In civil cases [1] , the period for appeal is governed by Federal Rule of Appellate Procedure 4(a). That rule states that a party has sixty days to appeal after the entry of the order being appealed when the United States is one of the parties. Fed. R. App. P. 4(a)(1)(B). Here, the United States is a party, and the order the defendant is challenging was entered on November 15, 2024. Thus, pursuant to Pierce , the defendant had until January 14, 2025, to file a Rule 60(b)(1) motion on the ground that a legal error had occurred. The defendant’s motion is thus untimely as it was filed on June 23, 2025.
However, parties filing outside of the sixty-day period prescribed by Rule 4(a)(1)(B) are not entirely without recourse. Rule 4(a)(6) authorizes district courts to reopen the time in which a party may appeal, and thus file a Rule 60(b)(1) motion pursuant to Pierce , if
(A) the court finds that the moving party did not receive notice under Federal Rule of Civil Procedure 77 (d) of the entry of the judgment or order sought to be appealed within 21 days after entry;
(B) the motion is filed within 180 days after the judgment or order is entered or within 14 days after the moving party receives notice under Federal Rule of Civil Procedure 77 (d) of the entry, whichever is earlier; and (C) the court finds that no party would be prejudiced.
The Court finds that all of Rule 4(a)(6)’s conditions are present here. The record demonstrates that the defendant did not receive the Court’s November 15th order within twenty-one days after entry, the defendant filed his Rule 60(b)(1) motion within fourteen days of receiving notice of the Court’s November 15th order ( see DEs 299, 300), and no party would be prejudiced.
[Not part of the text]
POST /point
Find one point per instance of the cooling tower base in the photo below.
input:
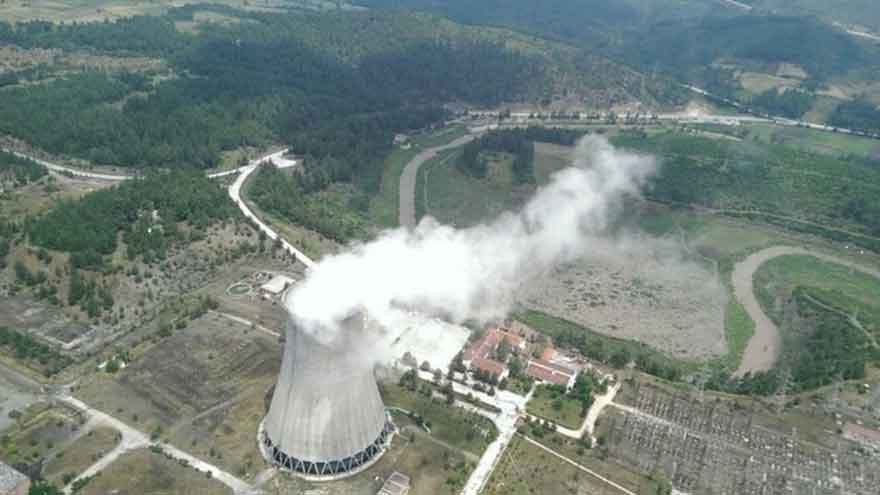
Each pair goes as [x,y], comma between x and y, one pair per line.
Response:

Accordingly, the Court finds that the defendant’s Rule 60(b)(1) motion to vacate is timely and should be granted. The Court therefore ORDERS that :
(1) The defendant’s motion to vacate (DE 301) is GRANTED; (2) The Court’s order, entered November 15, 2024, (DE 298) is VACATED and SET ASIDE; and
(3) The United States SHALL FILE a response to the defendant’s petition for a writ of error coram nobis (DE 295) on or before July 23, 2025.
July 2, 2025
[1] Coram nobis actions are “civil in nature and subject to the civil rules of procedure.” United States v. Johnson , 237 F.3d 751, 754 (6th Cir. 2001) (citation omitted).